I enjoyed this book -- but -- if you've read this far you may have guessed there is a "but." I am influenced in my experience of Hunting Haunted Eels by having consumed the audio edition. It is possible that reading this in print (or Kindle) might not have given me such a strong sensation of a sort of Christian bait-and-switch. The reader's voice reeks of authoritative, white, patriarchal Protestant Christian preaching. In a book in which Beck gives ample evidence of being aware that there are other avenues to approaching experience of the divine, somehow I suspect he thinks they all lead back to a sadly cramped culture.

• • •

According to Historic UK the magic eels of Beck's title are reputed to dwell in the convent which the Welsh St. Dwynwen established on the island of Llanddwyn.

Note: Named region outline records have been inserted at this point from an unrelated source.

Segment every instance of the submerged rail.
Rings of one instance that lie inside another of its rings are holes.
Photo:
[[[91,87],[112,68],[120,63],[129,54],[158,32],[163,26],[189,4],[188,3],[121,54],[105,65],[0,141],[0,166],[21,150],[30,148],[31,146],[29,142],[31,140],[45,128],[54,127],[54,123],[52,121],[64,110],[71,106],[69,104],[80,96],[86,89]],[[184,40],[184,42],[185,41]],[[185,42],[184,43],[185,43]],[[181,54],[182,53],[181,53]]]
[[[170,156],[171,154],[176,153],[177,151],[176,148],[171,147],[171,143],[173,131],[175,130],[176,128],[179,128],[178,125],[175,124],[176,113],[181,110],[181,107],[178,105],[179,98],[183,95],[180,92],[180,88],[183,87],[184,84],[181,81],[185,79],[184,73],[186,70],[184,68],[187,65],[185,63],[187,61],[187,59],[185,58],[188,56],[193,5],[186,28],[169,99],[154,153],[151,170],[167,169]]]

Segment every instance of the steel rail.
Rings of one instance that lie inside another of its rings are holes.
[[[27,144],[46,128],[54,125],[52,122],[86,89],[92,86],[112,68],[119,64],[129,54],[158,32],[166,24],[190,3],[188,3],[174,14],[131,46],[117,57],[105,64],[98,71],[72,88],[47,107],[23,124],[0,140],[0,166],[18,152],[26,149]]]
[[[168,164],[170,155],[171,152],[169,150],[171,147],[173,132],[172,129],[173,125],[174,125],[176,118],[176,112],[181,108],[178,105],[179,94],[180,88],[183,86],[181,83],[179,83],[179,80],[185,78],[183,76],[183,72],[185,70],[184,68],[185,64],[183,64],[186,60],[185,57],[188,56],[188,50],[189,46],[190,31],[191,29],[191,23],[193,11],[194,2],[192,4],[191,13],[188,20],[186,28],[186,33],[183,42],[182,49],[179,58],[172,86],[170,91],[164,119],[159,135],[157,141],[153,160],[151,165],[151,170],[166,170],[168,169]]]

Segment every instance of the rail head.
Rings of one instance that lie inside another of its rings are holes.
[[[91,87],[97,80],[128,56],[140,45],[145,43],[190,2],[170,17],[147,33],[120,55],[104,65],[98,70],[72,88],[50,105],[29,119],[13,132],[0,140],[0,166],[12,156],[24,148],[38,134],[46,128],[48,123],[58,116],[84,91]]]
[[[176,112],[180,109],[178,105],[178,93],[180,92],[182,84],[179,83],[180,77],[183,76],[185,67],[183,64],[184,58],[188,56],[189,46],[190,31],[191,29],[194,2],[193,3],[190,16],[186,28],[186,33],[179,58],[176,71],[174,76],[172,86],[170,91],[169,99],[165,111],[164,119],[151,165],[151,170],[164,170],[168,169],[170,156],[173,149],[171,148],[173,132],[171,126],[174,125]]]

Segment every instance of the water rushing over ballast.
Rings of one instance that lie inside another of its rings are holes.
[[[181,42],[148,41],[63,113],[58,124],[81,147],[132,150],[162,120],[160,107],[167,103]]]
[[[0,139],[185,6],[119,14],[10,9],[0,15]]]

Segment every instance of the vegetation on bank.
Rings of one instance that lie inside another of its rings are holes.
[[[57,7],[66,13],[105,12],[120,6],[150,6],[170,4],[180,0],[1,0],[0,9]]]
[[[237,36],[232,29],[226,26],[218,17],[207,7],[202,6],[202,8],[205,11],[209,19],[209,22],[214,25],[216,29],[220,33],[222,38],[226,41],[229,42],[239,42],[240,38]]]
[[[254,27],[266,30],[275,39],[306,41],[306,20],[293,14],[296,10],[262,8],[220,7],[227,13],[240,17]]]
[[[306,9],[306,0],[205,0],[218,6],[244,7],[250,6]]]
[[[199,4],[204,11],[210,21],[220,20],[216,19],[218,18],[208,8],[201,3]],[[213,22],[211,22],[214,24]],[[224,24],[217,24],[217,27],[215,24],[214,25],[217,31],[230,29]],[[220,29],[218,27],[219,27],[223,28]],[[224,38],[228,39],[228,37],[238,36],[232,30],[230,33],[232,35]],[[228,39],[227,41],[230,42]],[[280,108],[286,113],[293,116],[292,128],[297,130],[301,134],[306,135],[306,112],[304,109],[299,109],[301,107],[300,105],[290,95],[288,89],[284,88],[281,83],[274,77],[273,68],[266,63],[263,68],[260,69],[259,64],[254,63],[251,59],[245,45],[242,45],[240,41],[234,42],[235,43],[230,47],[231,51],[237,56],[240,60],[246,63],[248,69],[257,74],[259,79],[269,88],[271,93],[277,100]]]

... a well named after her became a place of pilgrimage after her death in 465AD. Visitors to the well believed that the sacred fish or eels that lived in the well could foretell whether or not their relationship would be happy and whether love and happiness would be theirs. Remains of Dwynwen’s church can still be seen today.
St. Dwynwen seems to be a sort of Welsh St. Valentine -- a patroness of lovers.

Hanging this book on the story of Dwynwen's well reminded me of the temple of the Bhutanese Buddhist "mad monk" Lhakhang where couples come to ask for fertility. Somehow, I don't think Mr. Beck would be comfortable with the iconography of that potently magic place. Here's a photo that shouldn't get my post categorized as pornographic.

 
Not my druthers, but not to be disdained, either.